Did you receive a letter (5071C) from the Internal Revenue Service (IRS) asking you to verify your identity? The agency is reminding taxpayers that the Identity Verification Service website offers the fastest, easiest way to complete the task.

Taxpayers may receive a letter when the IRS stops suspicious tax returns that have indications of being fraudulent, but contain a real taxpayer's name and/or Social Security number.

To verify identity, the website will ask a series of questions that only the real taxpayer can answer. Only those taxpayers receiving Letter 5071C should access the site.

Once identity is verified, taxpayers can then confirm whether or not they filed the return in question. If they did not file the return, the IRS can take steps at that time to assist them. If they did file the return, it will take approximately six weeks to process it and issue a refund.

Letter 5071C is mailed through the U.S. Postal Service (USPS) to the address on the return in question. It asks taxpayers to verify their identity so that the IRS can complete processing the return if the taxpayer did file it, or reject the return if the taxpayer did not file it. The IRS does not request such information via email, nor will the IRS call a taxpayer directly to ask for this information without sending a letter first. The letter number can be found in the upper corner of the page.
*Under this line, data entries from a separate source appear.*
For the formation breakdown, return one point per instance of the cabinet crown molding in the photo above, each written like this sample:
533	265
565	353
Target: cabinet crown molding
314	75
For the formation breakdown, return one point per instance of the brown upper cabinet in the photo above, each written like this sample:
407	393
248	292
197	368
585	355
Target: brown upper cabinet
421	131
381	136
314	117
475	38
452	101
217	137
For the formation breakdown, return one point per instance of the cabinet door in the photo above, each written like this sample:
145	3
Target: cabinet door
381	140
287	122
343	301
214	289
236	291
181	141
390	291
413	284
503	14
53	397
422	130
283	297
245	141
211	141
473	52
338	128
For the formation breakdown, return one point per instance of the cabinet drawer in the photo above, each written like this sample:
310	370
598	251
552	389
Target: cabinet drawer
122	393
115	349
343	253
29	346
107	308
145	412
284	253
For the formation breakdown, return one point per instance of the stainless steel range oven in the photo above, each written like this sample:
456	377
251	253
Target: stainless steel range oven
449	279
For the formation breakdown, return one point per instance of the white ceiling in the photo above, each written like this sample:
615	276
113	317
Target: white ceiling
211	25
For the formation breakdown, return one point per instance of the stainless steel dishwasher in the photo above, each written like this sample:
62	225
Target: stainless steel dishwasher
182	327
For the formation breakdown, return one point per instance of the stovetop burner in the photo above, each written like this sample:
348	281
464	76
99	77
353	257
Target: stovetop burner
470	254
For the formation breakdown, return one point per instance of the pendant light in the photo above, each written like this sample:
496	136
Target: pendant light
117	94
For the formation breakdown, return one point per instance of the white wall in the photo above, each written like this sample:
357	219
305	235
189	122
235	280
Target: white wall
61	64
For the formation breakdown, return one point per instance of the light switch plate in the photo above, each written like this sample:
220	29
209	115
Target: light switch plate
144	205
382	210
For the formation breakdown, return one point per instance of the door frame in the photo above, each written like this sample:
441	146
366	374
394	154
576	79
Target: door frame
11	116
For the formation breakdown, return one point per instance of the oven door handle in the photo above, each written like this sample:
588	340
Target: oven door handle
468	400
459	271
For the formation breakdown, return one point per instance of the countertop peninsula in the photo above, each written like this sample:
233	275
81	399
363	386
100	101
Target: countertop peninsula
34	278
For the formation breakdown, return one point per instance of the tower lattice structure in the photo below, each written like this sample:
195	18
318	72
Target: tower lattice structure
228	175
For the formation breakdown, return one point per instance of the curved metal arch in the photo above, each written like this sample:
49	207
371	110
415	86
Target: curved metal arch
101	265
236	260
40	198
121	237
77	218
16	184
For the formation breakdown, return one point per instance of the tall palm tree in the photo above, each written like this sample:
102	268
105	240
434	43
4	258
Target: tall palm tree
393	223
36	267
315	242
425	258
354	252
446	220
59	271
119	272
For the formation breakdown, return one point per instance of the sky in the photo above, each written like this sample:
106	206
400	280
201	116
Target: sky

The letter gives taxpayers two options to contact the IRS and confirm whether or not they filed the return. Taxpayers may use the Identity Verification Service website site or call the toll-free number on the letter.
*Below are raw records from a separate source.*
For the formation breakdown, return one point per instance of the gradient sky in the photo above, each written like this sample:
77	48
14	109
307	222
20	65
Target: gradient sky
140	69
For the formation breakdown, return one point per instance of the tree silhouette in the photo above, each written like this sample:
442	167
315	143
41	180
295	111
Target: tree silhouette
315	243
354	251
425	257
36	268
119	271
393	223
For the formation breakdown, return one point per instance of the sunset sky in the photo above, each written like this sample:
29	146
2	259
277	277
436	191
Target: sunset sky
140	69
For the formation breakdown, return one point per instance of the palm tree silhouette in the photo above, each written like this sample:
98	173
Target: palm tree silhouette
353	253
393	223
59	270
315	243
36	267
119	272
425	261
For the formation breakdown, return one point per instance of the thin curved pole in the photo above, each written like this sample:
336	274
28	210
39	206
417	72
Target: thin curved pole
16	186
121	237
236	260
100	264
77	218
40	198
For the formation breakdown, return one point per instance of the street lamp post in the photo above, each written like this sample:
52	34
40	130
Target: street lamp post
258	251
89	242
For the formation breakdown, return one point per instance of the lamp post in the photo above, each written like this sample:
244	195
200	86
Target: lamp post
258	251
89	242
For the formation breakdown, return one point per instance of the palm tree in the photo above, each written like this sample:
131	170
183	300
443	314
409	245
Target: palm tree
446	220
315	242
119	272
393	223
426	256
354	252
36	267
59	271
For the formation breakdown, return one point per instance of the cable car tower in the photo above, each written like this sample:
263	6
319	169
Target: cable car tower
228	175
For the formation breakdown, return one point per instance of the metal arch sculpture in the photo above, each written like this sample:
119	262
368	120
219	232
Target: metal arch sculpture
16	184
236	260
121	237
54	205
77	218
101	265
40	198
Taxpayers should have their prior year tax return and their current year tax return available, if they filed one, including supporting documents such as Forms W-2 and 1099 and Schedules A and C.

The IRS says that taxpayers should ALWAYS be aware of potential tax scams, efforts by con artists to solicit sensitive personal information, and other IRS impersonations. However, the Identity Verification Service website is a secure, IRS-supported site that allows taxpayers to verify their identities quickly and safely.

IRS.gov is the official IRS website. To avoid becoming a victim of fraud or identity theft, always look for a URL ending with ".gov"— not ".com," ".org," ".net," or other nongovernmental URLs.